Carrum Signals Section 4201 visits Aspendale 4 separate times in 5 days (19-23 June 2026) to perform work that could be consolidated into a single visit. This example illustrates how the current scheduling approach generates unnecessary travel by treating each work order independently.
| Date | Orders | Job | Asset Type | Notes |
|---|---|---|---|---|
| Thu 19 Jun | 1 WO | SP206 | Interlocking | Interlocking inspection |
| Fri 20 Jun | — | — | — | No visit |
| Sun 21 Jun | 2 WOs | SP387 | LX Protection | Auto gate inspect at 2 level crossings |
| Mon 22 Jun | 1 WO | SP387 | LX Protection | Auto gate inspect at a 3rd level crossing |
| Tue 23 Jun | 2 WOs | SP395 | LX Protection | Escape gate latch inspect at 2 crossings |
The June 21 visit is part of a larger 10-WO day covering Aspendale (2), Edithvale (4) and Kananook (4). The June 22 visit is the team's entire day — a single auto gate inspection at one level crossing.
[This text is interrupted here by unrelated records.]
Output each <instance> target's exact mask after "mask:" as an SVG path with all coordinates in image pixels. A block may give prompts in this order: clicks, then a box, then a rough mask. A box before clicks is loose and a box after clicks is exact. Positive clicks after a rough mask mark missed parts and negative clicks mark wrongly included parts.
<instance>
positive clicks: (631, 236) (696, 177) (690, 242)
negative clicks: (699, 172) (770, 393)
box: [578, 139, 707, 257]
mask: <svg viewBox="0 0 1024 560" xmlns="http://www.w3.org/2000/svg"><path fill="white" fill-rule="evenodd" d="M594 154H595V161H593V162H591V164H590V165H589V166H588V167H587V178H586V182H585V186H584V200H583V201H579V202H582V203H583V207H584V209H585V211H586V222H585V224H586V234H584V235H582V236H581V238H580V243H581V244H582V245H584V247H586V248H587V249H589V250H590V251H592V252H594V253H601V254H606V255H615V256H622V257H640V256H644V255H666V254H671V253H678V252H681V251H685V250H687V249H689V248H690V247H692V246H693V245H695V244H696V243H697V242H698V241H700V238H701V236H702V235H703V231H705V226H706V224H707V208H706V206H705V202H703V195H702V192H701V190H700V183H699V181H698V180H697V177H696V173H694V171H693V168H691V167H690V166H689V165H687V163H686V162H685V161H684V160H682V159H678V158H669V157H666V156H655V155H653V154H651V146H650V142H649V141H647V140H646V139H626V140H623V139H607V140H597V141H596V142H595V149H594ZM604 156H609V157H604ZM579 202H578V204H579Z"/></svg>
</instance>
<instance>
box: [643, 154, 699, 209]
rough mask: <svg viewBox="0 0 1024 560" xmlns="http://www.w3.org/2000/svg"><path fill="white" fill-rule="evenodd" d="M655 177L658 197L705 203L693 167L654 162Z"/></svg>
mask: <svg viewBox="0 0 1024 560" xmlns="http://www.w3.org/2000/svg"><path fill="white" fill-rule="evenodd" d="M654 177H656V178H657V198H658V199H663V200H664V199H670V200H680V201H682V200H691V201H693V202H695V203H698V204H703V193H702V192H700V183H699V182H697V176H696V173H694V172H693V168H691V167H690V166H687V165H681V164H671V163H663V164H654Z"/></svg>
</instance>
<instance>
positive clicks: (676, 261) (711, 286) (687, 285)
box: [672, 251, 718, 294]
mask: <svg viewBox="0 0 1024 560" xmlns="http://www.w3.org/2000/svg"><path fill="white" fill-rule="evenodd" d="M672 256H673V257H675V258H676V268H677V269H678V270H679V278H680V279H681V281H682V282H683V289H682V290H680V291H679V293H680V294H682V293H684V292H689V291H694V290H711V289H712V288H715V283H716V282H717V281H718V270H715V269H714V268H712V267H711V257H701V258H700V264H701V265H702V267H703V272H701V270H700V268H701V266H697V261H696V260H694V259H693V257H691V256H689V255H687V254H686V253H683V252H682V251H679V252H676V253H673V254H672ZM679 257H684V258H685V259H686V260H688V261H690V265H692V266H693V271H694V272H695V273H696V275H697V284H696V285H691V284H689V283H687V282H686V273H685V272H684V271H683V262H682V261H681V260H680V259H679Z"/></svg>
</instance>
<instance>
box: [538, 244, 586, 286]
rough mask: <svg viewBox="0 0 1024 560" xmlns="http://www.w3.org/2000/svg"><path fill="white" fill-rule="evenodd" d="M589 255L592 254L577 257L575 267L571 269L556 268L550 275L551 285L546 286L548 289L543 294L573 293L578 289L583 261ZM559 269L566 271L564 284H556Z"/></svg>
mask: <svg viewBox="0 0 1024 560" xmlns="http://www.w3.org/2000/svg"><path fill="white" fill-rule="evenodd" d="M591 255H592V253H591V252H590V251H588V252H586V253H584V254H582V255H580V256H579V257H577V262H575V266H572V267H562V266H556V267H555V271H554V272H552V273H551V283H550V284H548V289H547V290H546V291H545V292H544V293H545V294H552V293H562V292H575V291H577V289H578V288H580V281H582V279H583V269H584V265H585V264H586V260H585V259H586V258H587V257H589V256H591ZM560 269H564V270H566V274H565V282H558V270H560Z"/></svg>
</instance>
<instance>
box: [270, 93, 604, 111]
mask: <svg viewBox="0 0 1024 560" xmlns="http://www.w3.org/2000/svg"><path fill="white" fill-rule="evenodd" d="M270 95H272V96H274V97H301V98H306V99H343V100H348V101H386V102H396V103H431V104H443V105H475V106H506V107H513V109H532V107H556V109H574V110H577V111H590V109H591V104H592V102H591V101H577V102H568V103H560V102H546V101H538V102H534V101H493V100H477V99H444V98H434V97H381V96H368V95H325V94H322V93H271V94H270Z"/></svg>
All five work orders at Aspendale are for level crossing protection equipment (auto gates and escape gate latches) with a 61-day frequency and 6-day tolerance. The scheduling system calculates each order's window independently and places the planned date at the midpoint. Because each crossing's maintenance cycle is offset by a day or two, the midpoints land on different days:
| Work Order | Job | Window | Planned |
|---|---|---|---|
| 02073932 | SP387 (Auto Gate) | 15 Jun — 28 Jun | 21 Jun |
| 02073933 | SP387 (Auto Gate) | 15 Jun — 28 Jun | 21 Jun |
| 02073987 | SP387 (Auto Gate) | 16 Jun — 28 Jun | 22 Jun |
| 02073992 | SP395 (Escape Gate) | 17 Jun — 29 Jun | 23 Jun |
| 02073993 | SP395 (Escape Gate) | 17 Jun — 29 Jun | 23 Jun |
The common overlap window across all five orders is 17-28 June — 11 days in which all work could be completed on a single visit.
All 5 Aspendale work orders could be batched into the June 21 visit, which already has the team on-site doing the same type of work. Combined with the existing Edithvale and Kananook work on that day, this would bring the June 21 total to 15 WOs — above average but within normal range (teams regularly complete 12+ WOs in a day).
This would eliminate 3 unnecessary visits, saving approximately 42km of travel (3 × 7km each way) and the associated access/protection arrangements for each visit.
This pattern repeats at Aspendale later in the year:
| Date | Orders | Job |
|---|---|---|
| 12 Aug | 4 WOs | SP387, SP375, SP305A, SP311 |
| 13 Aug | 1 WO | SP208 |
| 14 Aug | 1 WO | SP311 |
| 21 Aug | 3 WOs | SP387, SP389 |
| 22 Aug | 1 WO | SP387 |
| 23 Aug | 2 WOs | SP395 |
The same team visits Aspendale 6 times in 12 days in August. The same scheduling behaviour — each work order placed independently at its window midpoint — creates the same fragmented pattern.
Across the full year, Carrum 4201 visits Aspendale on 27 separate days. With tolerance window optimisation, this could be reduced to approximately 9 visits — a 67% reduction.